Wan and weak, they still loved him. He gave them back their childhood, and in return they kept him young. Once--just once--he had to leave quickly for the restroom, locking himself in a stall to wretch and sob. After that, he always put the feelings of his audience first and was, by all accounts, a great success at bringing much needed Christmas cheer.
One little girl caught his eye and as he came to see her, he said, "Aren't you a lovely little thing?"
"I know what I look like," she said quite frankly, pointing to her bald head. "I don't mind."
"Well if you don't mind, I don't." He took off his hat...wig and all...and was as bald as a billiard ball. As he showed the hat about, all the kids laughed. It was one of his favorite stunts and it never failed.
He detached the wig from the hat, placed it slightly askew on his head, then said, "Now we'll pull you something nice from the magic hat, shall we?"
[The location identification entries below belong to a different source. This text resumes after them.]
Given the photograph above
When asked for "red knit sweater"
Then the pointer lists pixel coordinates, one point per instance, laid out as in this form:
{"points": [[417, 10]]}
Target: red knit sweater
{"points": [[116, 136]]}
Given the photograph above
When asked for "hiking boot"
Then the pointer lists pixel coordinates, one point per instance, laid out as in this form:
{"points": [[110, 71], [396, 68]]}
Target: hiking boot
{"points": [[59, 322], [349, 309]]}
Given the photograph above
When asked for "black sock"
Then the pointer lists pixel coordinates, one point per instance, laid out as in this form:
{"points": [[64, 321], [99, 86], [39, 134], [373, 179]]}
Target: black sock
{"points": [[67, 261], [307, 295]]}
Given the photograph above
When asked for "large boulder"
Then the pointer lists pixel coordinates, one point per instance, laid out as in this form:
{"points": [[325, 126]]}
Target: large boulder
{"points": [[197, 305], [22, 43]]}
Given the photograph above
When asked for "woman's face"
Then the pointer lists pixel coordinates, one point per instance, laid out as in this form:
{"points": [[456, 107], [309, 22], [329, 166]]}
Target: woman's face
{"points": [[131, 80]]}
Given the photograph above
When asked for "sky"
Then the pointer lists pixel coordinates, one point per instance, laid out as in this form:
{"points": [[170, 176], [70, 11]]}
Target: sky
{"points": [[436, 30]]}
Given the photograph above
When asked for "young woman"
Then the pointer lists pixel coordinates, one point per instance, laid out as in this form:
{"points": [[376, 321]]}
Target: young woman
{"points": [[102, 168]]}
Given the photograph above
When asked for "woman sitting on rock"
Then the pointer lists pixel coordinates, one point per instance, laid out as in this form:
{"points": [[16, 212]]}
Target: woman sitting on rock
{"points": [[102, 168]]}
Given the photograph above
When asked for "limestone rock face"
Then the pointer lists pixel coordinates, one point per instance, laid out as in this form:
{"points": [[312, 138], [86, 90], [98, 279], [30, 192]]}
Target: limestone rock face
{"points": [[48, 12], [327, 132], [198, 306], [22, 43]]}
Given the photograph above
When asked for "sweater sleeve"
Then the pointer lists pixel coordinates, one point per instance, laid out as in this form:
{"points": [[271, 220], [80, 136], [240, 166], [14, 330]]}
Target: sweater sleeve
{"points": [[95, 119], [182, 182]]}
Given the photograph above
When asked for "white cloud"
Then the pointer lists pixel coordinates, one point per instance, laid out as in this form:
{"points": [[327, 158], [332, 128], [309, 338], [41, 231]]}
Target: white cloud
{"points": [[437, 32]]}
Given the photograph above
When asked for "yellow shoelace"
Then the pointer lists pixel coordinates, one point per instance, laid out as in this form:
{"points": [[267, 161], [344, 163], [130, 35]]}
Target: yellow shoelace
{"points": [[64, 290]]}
His hand went in to feel for the small sack of chocolate drops he had stuck to the inside with tape. His forearm plunged in up to the elbow. A gasp came up from the audience, and his eyes turned down to see what he thought he would see, his hand punched through the lid and hanging below. But there was no hand below the hat. As he noticed the slight cool breeze that blew across his hand, he knew something was not right.
"I hope it's an orange," she said, her eyes twinkling with merriment.
Just then, the magician felt a hand, quite certainly a hand, brush against his and slip something into his palm. His hand closed around something round, then came trembling from the depths of what felt like a very long tunnel. It was...an orange.
"How did you DO that?"
"Well, Missy, it's a magic hat. Anything can happen."
Concealing his shattered nerves, he put the hat on his head and said, "Oh, look at the time! You do want to tuck in before old Saint Nick gets here!' He gathered his coat and gloves, and though it was a bit brief the performance was over. He left while he still retained a tenuous grip on reality.
"Maybe it was a one-time deal," he said to himself as he sat in his favorite chair before the TV, clutching a bourbon in one hand and his hat in the other. After taking a drink...he felt an urgent need for "spine stiffening"...he looked inside the hat.
Sky. Sky, clouds and sun.
He turned the hat about, seeing his view change as one might while swinging a telescope about. There were mountains, waves, clouds, trees, meadows...
"That's it, Harley. You're losing it." He quickly finished off the bourbon, then poured another. Harley was not a drunk, but he felt if he was going to lose his grip on reality, he might as well enjoy it.
Setting down the glass, he turned off the TV, settled back in his recliner, and let the alcohol dull his panic and guide him to sleep.